It is well known that the typical swelling behavior of expansive soils is mainly caused by the nanoscale electrochemical phenomena on the surface of their main constituent mineral (i.e., smectite). In this study, the hydro-mechano-chemical (HMC) model for unsaturated expansive soils, which combines the macroscale soil skeleton behavior and the nanoscale interlaminar behavior of mineral crystals based on the surface phenomena is proposed within a double structure framework. The soil skeleton behavior is modeled using the Cam clay type model based on Bishop's effective stress, which considers the degree of saturation-induced hardening. Thus, it is capable of describing hydraulic collapse. Furthermore, the interlaminar behavior is demonstrated through the interlaminar force equilibrium of clay mineral crystals. To describe the swelling process during wetting, namely the crystalline and osmotic swellings, the hydration and osmotic forces acting on the mineral crystals are related to the degree of saturation. Through simulations of a series of the suction-controlled oedometer tests and the swelling pressure tests with various solutions for FEBEX bentonite, it is indicated that the proposed model demonstrates that it can comprehensively describe the typical HMC behavior of expansive soils.

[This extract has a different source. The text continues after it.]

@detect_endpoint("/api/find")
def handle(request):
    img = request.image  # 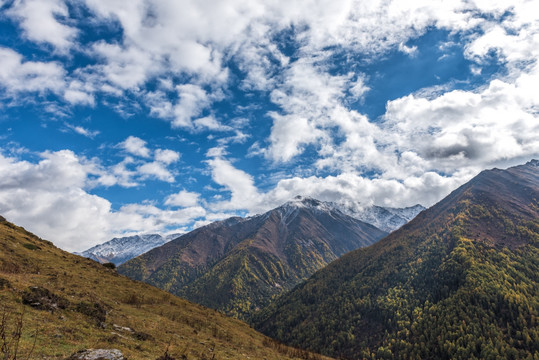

众所周知，膨胀土的典型膨胀行为主要是由其主要成分矿物（即蒙脱石）表面的纳米级电化学现象引起的。在这项研究中，在双重结构框架内提出了非饱和膨胀土的水力-机械-化学（HMC）模型，该模型结合了宏观土壤骨架行为和基于表面现象的矿物晶体纳米级层间行为。土壤骨架行为使用基于 Bishop 有效应力的 Cam 粘土类型模型进行建模，该模型考虑了饱和引起的硬化程度。因此，它能够描述水力坍塌。此外，层间行为是通过粘土矿物晶体的层间力平衡来证明的。为了描述润湿过程中的溶胀过程，即结晶溶胀和渗透溶胀，作用在矿物晶体上的水化和渗透力与饱和度有关。通过对FEBEX膨润土各种溶液的一系列吸力控制固结仪试验和膨胀压力试验的模拟，表明所提出的模型表明它可以全面描述膨胀土的典型HMC行为。